Por Rory Carroll
De certa maneira, é como nos velhos tempos. Multidões cercam o candidato
presidencial enquanto ele percorre cidades e aldeias empoeiradas,
prometendo uma nova Venezuela. Elas rodeiam o ônibus entoando seu nome, e
quando ele aparece gritam e avançam desesperadas para abraçá-lo. Muitos
seguram bilhetes – pedidos escritos à mão de um emprego, uma casa, uma
operação –, e quando conseguem colocá-los em suas mãos ou seus bolsos
quase explodem de alegria. “Ele sabe que as coisas não podem continuar
assim. Ele sabe que estamos prontos para a mudança”, gritava acima dos
aplausos o estudante Josmir Meza, 25.
O problema de Hugo Chávez é que ele não é mais aquele candidato. Em 1998
era um desconhecido rebelde, um candidato jovem e atlético que prometia
derrubar a ordem estabelecida e “refundar” a Venezuela. Ele era
incontível, e disparou para a vitória.
Catorze anos depois, porém, enquanto tenta um terceiro mandato na eleição do próximo domingo, é seu desafiante mais jovem, Henrique Capriles, 40, quem eletriza as multidões.
Em comparação, Chávez, com 58 anos, é uma figura doente e fugidia, que
hoje representa o establishment. Ele não deseja explodir o palácio
presidencial de Miraflores, uma construção neocolonial cor-de-rosa no
centro de Caracas, mas mantê-lo. Depois de dominar a Venezuela como um
colosso, liderando sua revolução socialista em avalanches eleitorais
consecutivas, ele enfrenta a batalha eleitoral de sua vida.
Com os dois lados retratando o voto como um teste existencial para
derrotar ou salvar o experimento político e econômico único conhecido
como chavismo, as apostas não poderiam ser maiores. Se Chávez perder,
seu movimento quase certamente se romperá, decepcionando os apoiadores
estrangeiros que saudaram a “revolução bolivariana” como uma vitrine da
esquerda. Se ele vencer, os críticos no país e no exterior vão falar em
uma queda na autocracia e na disfunção.
De qualquer maneira, será mais um capítulo no grande drama que é a vida
de Hugo Chávez. Como o menino de uma família humilde de Sabaneta, uma
cidade minúscula nas vastas planícies conhecidas como “los llanos”,
conseguiu se tornar não apenas presidente, mas uma figura global ao
mesmo tempo adorada e repudiada, é uma história notável.

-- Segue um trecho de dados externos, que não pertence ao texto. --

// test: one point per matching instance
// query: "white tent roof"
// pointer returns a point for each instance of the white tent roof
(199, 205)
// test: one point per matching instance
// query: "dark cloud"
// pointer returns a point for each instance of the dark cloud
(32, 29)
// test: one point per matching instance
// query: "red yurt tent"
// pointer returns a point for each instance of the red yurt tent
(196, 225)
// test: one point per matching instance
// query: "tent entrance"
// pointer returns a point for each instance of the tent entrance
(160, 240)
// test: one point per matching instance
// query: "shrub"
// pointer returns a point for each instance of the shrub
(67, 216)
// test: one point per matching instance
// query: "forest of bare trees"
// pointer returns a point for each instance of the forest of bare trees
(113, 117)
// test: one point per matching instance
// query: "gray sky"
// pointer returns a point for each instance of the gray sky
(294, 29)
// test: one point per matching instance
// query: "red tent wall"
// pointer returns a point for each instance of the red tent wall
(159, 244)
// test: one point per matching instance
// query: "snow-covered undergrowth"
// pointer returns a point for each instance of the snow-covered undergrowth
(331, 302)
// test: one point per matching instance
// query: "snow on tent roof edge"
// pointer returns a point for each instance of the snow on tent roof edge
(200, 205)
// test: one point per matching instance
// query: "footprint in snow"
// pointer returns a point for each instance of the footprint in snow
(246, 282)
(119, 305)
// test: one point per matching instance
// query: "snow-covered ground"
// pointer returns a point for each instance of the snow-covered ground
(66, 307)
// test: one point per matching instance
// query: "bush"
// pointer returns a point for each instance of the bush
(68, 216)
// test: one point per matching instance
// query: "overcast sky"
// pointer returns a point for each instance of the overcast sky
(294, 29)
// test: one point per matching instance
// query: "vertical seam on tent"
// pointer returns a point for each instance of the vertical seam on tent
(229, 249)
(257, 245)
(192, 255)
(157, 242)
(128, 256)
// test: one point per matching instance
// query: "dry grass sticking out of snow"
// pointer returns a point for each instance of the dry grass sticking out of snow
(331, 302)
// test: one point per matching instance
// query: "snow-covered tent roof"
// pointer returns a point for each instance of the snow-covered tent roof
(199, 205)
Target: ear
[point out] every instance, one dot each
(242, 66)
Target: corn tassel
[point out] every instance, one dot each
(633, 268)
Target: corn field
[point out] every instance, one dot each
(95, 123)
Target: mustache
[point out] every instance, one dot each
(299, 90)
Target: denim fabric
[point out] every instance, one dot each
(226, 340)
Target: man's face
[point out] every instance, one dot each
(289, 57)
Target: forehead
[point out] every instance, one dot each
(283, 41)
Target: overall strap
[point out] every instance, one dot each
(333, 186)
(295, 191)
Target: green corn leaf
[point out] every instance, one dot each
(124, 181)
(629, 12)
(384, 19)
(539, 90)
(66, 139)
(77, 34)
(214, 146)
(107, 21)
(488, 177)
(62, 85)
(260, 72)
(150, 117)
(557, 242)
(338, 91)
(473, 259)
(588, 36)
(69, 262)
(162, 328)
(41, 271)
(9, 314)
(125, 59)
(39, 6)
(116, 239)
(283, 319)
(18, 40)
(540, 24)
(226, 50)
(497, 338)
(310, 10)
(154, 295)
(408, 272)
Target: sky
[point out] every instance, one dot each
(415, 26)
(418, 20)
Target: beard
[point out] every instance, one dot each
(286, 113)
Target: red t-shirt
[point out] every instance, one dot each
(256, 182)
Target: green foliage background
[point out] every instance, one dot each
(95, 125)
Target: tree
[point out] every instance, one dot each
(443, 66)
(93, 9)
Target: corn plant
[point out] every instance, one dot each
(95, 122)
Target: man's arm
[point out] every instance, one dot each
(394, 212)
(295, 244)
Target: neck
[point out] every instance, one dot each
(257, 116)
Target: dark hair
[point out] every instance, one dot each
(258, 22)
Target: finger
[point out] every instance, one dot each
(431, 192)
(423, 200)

Como as lendas à beira do fogo de cavaleiros, demônios e rebeldes que
encantavam o jovem Hugo – ele decorava os poemas, histórias e canções –,
sua ascensão é a matéria-prima do mito. Ele foi o segundo filho de pais
professores; se fosse menina, pretendiam chamá-lo de Eva,
complementando o primogênito que se chamava Adán, mas então lhe deram o
nome do pai. Quando chegaram mais filhos (seis, todos meninos), os dois
mais velhos foram mandados para morar com sua avó, Rosa, uma mulher boa e
diligente que amava os meninos.
Segundo todos os relatos, Hugo era um menino feliz e falante, que quando
não estava na escola jogava beisebol com um taco e uma bola feitos em
casa, pintava, lia livros e complementava a renda familiar vendendo as
“aranhas” feitas por sua avó – tiras de mamão açucaradas. “Eu saía
andando e gritando ‘Aranhas quentes, aranhas gostosas para meninas
bonitas!’”, ele lembrou recentemente. Como um adolescente magro, de pés
grandes, ele foi apelidado de Pateta.
Na década de 1960, a Venezuela, que já foi um recanto sonolento da
América do Sul governado por ditadores, era uma democracia nascente com
receitas do petróleo cada vez maiores e uma fome de modernidade. Uma
nova elite e uma classe média cresciam entre os arranha-céus, mas a
maioria dos migrantes rurais acabava em favelas nos morros ao redor das
cidades.
Hugo, um talentoso jogador de beisebol, não sonhava com a política, mas
em jogar nos grandes times. Ele tornou-se um cadete militar, esperando
saltar da academia para os clubes de beisebol de Caracas. Em vez disso,
apaixonou-se pela vida militar. “O uniforme, a arma, uma área, a
formação cerrada, marchas, corridas de manhã, estudos de ciência militar
– eu estava como peixe na água”, ele lembrou mais tarde.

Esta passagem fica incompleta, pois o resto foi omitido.